LAFAYETTE — The applicants proposing a 5-story, 82-unit housing development near the BART station were looking for a clear "yes" or "no" from city officials.
And on Monday night, they got it, albeit with some changes requested.
City Council members, planning commissioners and design review commissioners were generally pleased with the proposal for Town Center III, despite some reservations.
The joint meeting, while strictly informational, was nonetheless consequential. Lafayette Planning and Building Manager Niroop Srivatsa told council members and commissioners to be frank in their assessment of the proposal, and representatives for the applicants said the response they received would determine whether they decide to move forward.
Nearly everyone agreed that the location, north of Mt. Diablo Boulevard and adjacent to the BART station, is the ideal spot for high-density housing.
"I think the only place in town where we could have a building of this size and height is this location," Councilwoman Carol Federighi said.
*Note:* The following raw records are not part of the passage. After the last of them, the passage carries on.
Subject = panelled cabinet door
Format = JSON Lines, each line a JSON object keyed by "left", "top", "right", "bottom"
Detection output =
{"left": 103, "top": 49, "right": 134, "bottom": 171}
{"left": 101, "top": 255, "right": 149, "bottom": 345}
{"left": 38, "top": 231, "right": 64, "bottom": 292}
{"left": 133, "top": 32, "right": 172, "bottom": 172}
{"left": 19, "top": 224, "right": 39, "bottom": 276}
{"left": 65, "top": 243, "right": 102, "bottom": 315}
And council members, commissioners and staff also were pleased with changes to the proposal — such as the relocation of the lobby to create a pedestrian-friendly intersection at the building's front — since they last saw it in May.
But a major sticking point was a proposed walkway along the building's southern edge, an area staff has asked be turned into a public space.
But city officials weren't convinced. Srivatsa said staff did not believe the public-use requirement was met, and council members and commissioners doubted that the walkway — separated from downtown by a parking lot — could effectively serve as a community gathering place.
"I'm not going to have a sandwich there just because it's there," said Councilman Mike Anderson.
While city officials had reservations about the walkway, residents were concerned about another aspect of the project.
"It's too big. It's just too big for Lafayette," said Eliot Hudson. He agreed the area near BART is ideal for high-density, but the building as proposed would be much taller than what has been talked about for downtown.
Existing buildings and trees will reduce the visual impact of the project, said Ray Panek, a senior vice president with KB Homes, South Bay, one of the applicants.
"There's not a whole lot of places where you see this building," he said.
Anderson and others suggested the onus is on the applicants to reassure residents about the building's height, and suggested story poles be put up to show exactly how tall it would be.